The story of the new Call of Duty: Modern Warfare is very different – not least as a result of it’s break up between a number of protagonists – but it returns to sacrifice time and again. For new SAS recruit Kyle Garrick, the fee is ethical; the query whether or not he can dwell with the issues he does within the shadows for the sake of Londoners sleeping soundly again dwelling. For insurgent chief Farah, the value is household; the data that compromising her ideas for the sake of her brother will take her down the trail to indiscriminate terrorism.

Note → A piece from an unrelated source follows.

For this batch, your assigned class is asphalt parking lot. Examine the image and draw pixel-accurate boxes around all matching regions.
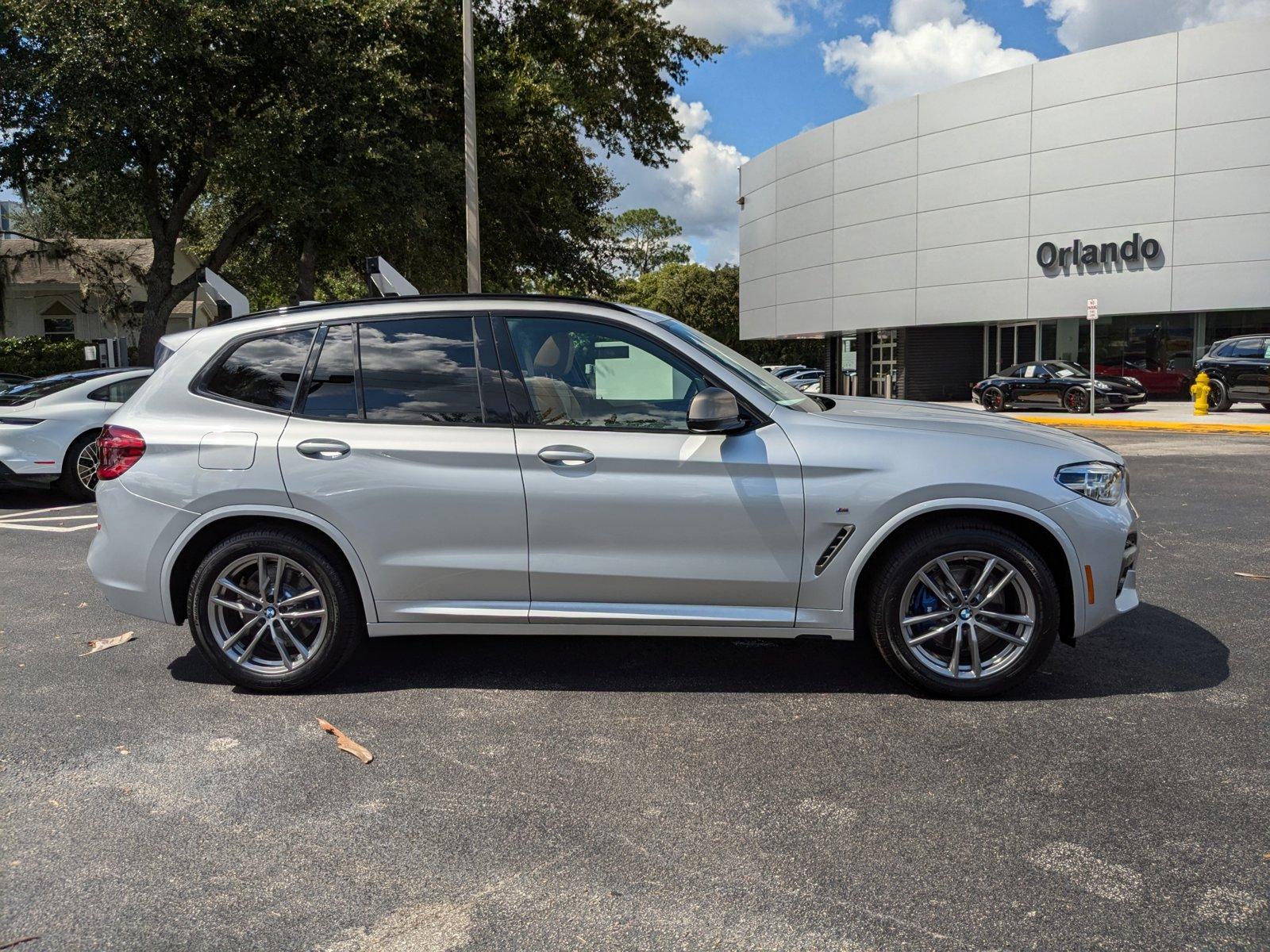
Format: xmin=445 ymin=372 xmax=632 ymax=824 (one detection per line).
xmin=0 ymin=434 xmax=1270 ymax=952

The game’s ultimate protagonist, Alex, is a peculiar case. An operative for the CIA, he begins the game with no ideas: his job is to implement the desire of US intelligence, working with whichever unsavoury drive serves the nation’s pursuits overseas. Over the course of the game, nevertheless, he involves admire Farah’s conviction, finally defying orders by becoming a member of her military as soon as it’s reclassified as a terrorist organisation.

Ultimately, when Alex is given a chance to sacrifice himself for Farah’s trigger, he seizes it with each palms. Like the troopers beneath Reyes’ command, he’s desperate to go to a significant demise. “I’ve been on assignment my whole life,” he says. “This is one I believe in. Give me the order.”

It’s arduous to think about that, when Infinity Ward wrote that line, they supposed Alex to sell a battle pass six months later. In one other game it may not matter, however the studio has insisted in folding multiplayer into the overarching story of Modern Warfare. And so canonically, Alex is now alive once more.

Though his face is welcome in Warzone, and his new prosthetic leg a much-needed touch of diversity in a roster dominated by identikit army blokes, I’m sorry to see Alex’s sacrifice unmade. The themes of the marketing campaign have misplaced a bit of their resonance within the course of.